Without Black-Tie Events, Charities Are Pivoting in the Age of COVID
Lucy Hyslop, (MONTECRISTO MAGAZINE) — Many know the charity gala rubric: let the Champagne flow, deploy an emcee in full throttle, and watch competing auction bids ricochet around the ballroom. Then, bingo: a good cause excitedly smashes its fundraising record.
The mingling, socially undistanced soiree during the great pause of COVID-19? Not so much.
With the black-tie blackout following myriad postponements such as Vancouver Art Gallery’s Summer Gala (2019’s fundraising tally: $750,000) and Crystal Ball Gala (which scooped $3.8 million for BC Children’s Hospital), charities are muddling through an era of tightened giving as people deal with losing a loved one, scramble to maintain their livelihood, or look inward after lockdown. With charitable demands unabated, charities are adopting an air of reinvention to connect with donors.
Take the way the spring and summer’s Fighting COVID Together online auction was pulled together at whiplash speed—with auctioneer Howard Blank—in aid of charities including the Downtown Eastside Women’s Centre and the VGH & UBC Hospital Foundation. “Not a superpolished auction but innovative as heck,” explains co-creator Tracey Wade, who helps fundraise for Coast Mental Health’s Courage to Come Back Awards Gala and the Crystal Ball. “Most importantly, it was at no cost to the charities involved. And in the early days of uncertainty and chaos, I thought this a defining characteristic—no dollar would go to waste.”
Those uncertain and chaotic days also spurred charities to reach out to identify changing needs. Scrapping its usual annual Mother’s Day Lunch in May, Vancouver’s Cause We Care Foundation—the charity that helps single mothers in need—reacted to food security worries. “We quickly pivoted our Mother’s Day outreach to address this issue,” says founder Andrea Thomas Hill, adding that the charity raised $60,000 for 750 food packages after partnering with grocery delivery service Legends Haul. “We have been around for more than 10 years but remain a grassroots, hands-on organization personally invested in every aspect of the work we do, so trust plays an important part in giving.”
Wade agrees charities are doubling down on long-term engagement. Also the chair of the BCSPCA’s annual Offleashed Gala, she stresses that the animal welfare group focuses on education rather than raising money (the last event’s financial injection was, however, a significant $778,000) and has never relied on just a single night but strives to continually keep donors and corporate partners in the loop. “My goal long-term is to save as many animal lives as possible,” says Wade, who has been involved in the event since it launched five years ago. “You do that by slowly building education into every corner of our communities so that every child, neighbour, colleague, person knows they have the power to have conversations that could save a life—friendraise, not fundraise.”
While there’s nothing like heading into Offleashed’s playful Cuddle Lounge to pet a puppy or kitten in real life, this year’s family-friendly event—online like the rest of the world—is still shaped to feel like a celebration. Designed to unite the community, it will feature virtual furry hugs, an interactive section for children, and videos to make it as tangible as possible. “I know that the core values of this particular event will not get lost,” she adds.
“For those who have the means to, now is the most important time to give”
Transparency into how much organizations that are unable to gather folk in their finery might lose might even help, suggests one of Vancouver’s most notable philanthropists, Ryan Beedie.

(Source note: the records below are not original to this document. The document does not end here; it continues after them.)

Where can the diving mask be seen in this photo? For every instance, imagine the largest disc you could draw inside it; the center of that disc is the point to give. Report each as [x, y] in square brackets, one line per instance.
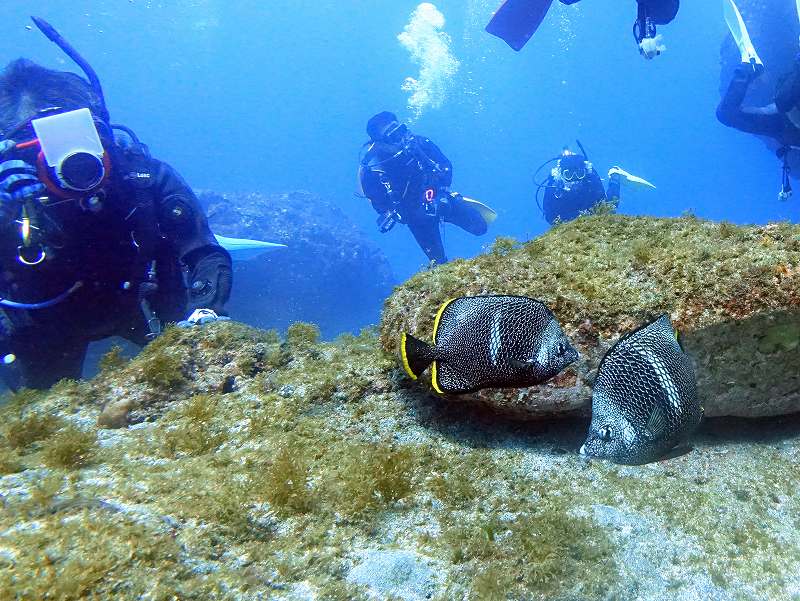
[73, 158]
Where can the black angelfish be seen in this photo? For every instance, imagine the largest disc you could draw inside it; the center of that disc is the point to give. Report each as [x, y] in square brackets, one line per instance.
[490, 342]
[644, 401]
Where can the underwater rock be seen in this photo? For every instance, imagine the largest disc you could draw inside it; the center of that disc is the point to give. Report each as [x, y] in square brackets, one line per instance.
[356, 486]
[329, 262]
[732, 292]
[394, 574]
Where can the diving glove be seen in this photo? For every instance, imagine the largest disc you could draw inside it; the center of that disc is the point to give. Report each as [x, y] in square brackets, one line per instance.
[651, 47]
[18, 182]
[200, 317]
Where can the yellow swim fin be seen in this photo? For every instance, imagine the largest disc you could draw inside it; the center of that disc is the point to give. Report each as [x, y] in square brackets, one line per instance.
[488, 213]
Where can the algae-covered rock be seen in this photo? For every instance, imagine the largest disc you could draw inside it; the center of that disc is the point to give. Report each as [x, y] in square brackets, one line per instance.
[329, 263]
[733, 294]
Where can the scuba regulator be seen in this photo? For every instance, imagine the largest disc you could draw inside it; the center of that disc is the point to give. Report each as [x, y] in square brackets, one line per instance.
[67, 152]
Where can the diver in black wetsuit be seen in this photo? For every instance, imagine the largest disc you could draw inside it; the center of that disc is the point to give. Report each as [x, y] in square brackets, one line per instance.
[779, 120]
[407, 179]
[574, 187]
[97, 238]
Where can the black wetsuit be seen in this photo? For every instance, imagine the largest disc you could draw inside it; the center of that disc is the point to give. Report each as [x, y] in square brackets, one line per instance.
[762, 121]
[395, 179]
[565, 205]
[109, 252]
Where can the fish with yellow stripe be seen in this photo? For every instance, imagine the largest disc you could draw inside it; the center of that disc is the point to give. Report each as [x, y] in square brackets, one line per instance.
[493, 341]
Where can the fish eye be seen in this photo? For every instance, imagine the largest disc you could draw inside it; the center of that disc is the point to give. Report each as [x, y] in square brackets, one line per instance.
[606, 433]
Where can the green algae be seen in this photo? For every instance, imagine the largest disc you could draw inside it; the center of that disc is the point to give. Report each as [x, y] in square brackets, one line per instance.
[322, 454]
[70, 448]
[34, 427]
[615, 267]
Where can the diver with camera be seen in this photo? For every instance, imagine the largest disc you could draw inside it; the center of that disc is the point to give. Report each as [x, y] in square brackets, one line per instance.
[407, 180]
[574, 188]
[97, 238]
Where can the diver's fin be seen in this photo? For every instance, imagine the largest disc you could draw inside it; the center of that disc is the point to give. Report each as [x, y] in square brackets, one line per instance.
[242, 249]
[487, 213]
[656, 424]
[517, 20]
[630, 178]
[739, 32]
[416, 354]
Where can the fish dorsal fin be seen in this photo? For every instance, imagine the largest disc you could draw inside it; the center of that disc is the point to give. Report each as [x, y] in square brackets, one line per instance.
[656, 423]
[662, 323]
[439, 317]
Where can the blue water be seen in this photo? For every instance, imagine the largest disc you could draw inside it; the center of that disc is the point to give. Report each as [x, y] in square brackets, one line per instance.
[273, 96]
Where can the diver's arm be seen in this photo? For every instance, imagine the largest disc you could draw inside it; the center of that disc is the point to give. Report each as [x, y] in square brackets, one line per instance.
[763, 121]
[444, 168]
[375, 191]
[184, 224]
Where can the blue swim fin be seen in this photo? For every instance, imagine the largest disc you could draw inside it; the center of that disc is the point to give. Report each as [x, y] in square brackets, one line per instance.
[242, 249]
[517, 20]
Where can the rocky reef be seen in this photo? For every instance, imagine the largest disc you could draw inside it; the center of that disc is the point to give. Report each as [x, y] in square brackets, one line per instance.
[732, 292]
[254, 468]
[328, 264]
[225, 462]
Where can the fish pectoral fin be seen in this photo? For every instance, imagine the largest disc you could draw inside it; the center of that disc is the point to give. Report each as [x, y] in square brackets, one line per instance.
[656, 423]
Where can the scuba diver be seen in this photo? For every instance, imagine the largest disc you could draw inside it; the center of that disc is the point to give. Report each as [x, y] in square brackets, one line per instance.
[515, 21]
[574, 187]
[407, 178]
[97, 238]
[779, 120]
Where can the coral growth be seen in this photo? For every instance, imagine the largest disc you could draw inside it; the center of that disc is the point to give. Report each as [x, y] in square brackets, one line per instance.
[723, 286]
[259, 468]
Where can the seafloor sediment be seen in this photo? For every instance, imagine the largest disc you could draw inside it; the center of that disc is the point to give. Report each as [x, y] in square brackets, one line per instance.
[733, 294]
[237, 465]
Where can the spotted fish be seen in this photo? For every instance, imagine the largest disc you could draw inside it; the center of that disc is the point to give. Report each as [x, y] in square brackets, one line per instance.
[644, 401]
[490, 342]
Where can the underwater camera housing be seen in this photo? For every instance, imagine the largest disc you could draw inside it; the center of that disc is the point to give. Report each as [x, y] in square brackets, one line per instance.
[73, 158]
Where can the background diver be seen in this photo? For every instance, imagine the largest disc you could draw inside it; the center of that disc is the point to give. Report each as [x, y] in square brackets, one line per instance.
[515, 21]
[574, 187]
[97, 238]
[779, 120]
[407, 179]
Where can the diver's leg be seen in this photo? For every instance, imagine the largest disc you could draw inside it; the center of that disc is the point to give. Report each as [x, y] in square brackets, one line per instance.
[459, 213]
[760, 121]
[614, 189]
[426, 232]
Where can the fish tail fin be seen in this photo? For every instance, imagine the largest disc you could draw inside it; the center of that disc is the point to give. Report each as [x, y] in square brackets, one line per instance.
[417, 355]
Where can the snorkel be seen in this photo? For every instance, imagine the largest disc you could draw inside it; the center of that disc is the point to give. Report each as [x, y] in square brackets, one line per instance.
[558, 181]
[70, 159]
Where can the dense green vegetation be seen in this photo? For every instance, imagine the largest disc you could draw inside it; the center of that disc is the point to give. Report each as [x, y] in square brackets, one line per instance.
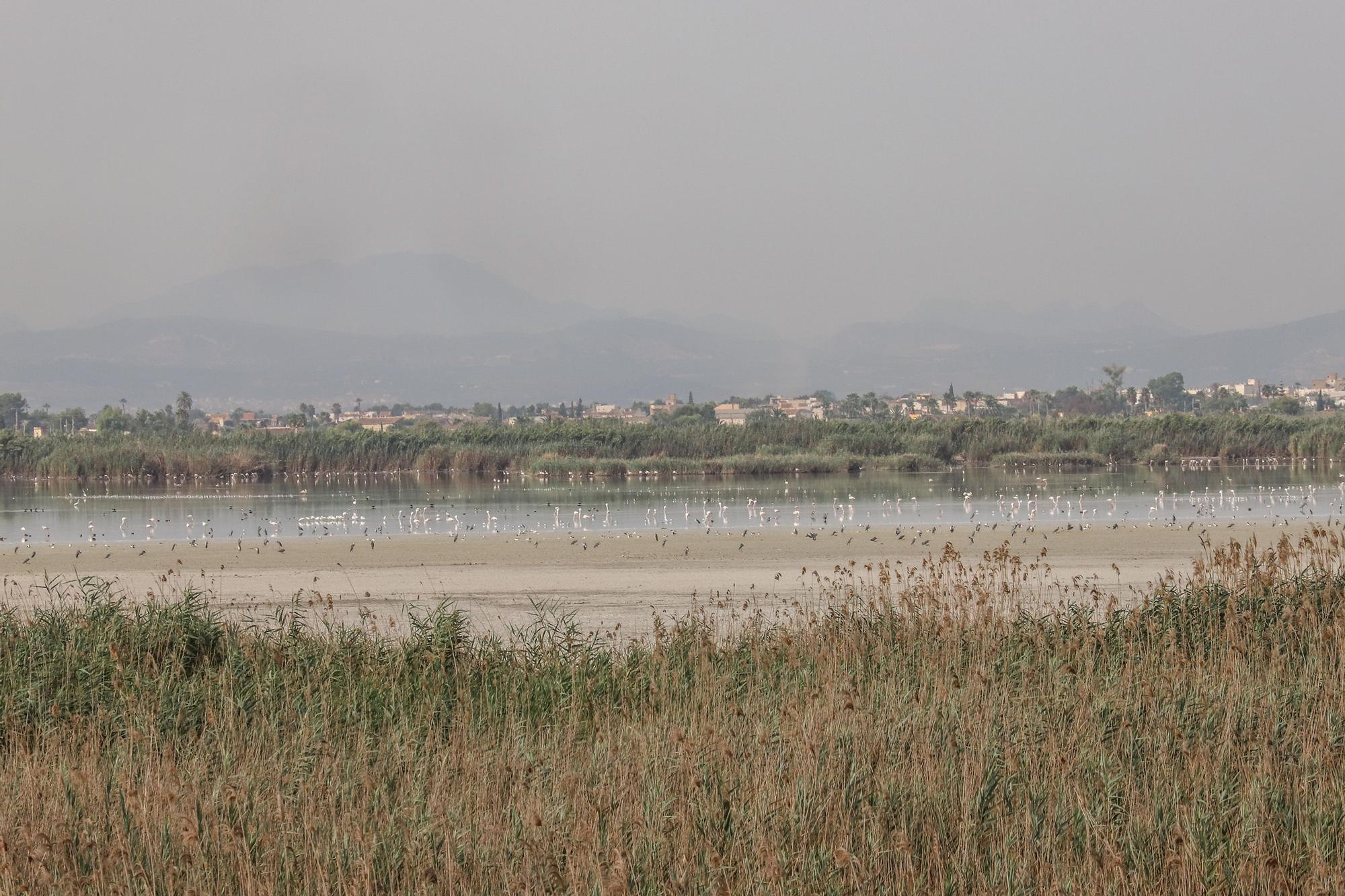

The president of Beedie, who gave, among other campaigns, $50 million to create Beedie Luminaries, a new scholarship program for B.C. students, believes charities could consider asking individuals and companies to give the same amount they would normally for a ticket or sponsorship—even without the physical gala or event. Put simply, he says, “most donate for the good of the organization” rather than to party into the witching hours.
Given the restrictions of COVID life, from global travel to everyday shopping, he points out that not everyone’s bank account (or paycheque) is diminishing. Obviously, many people have been severely impacted by COVID, but Beedie adds, “There are many others who have not and have stable incomes … and actually have an enhanced capacity to give.”
All agree that even more of these types of philanthropic efforts will be needed to offset sluggishness in donations and increasing needs in the community. “For those who have the means to, now is the most important time to give,” opines Beedie. “It is too easy to say or expect that government can step in and fill the void. There’s a limit.”
Thomas Hill sees giving back as key to ensure communities “keep healthy, strong, and vital.” And as almost every charitable program provides support that’s essential to someone, Wade concludes, “If we collectively stop caring about those in our communities, then where do we go from there?”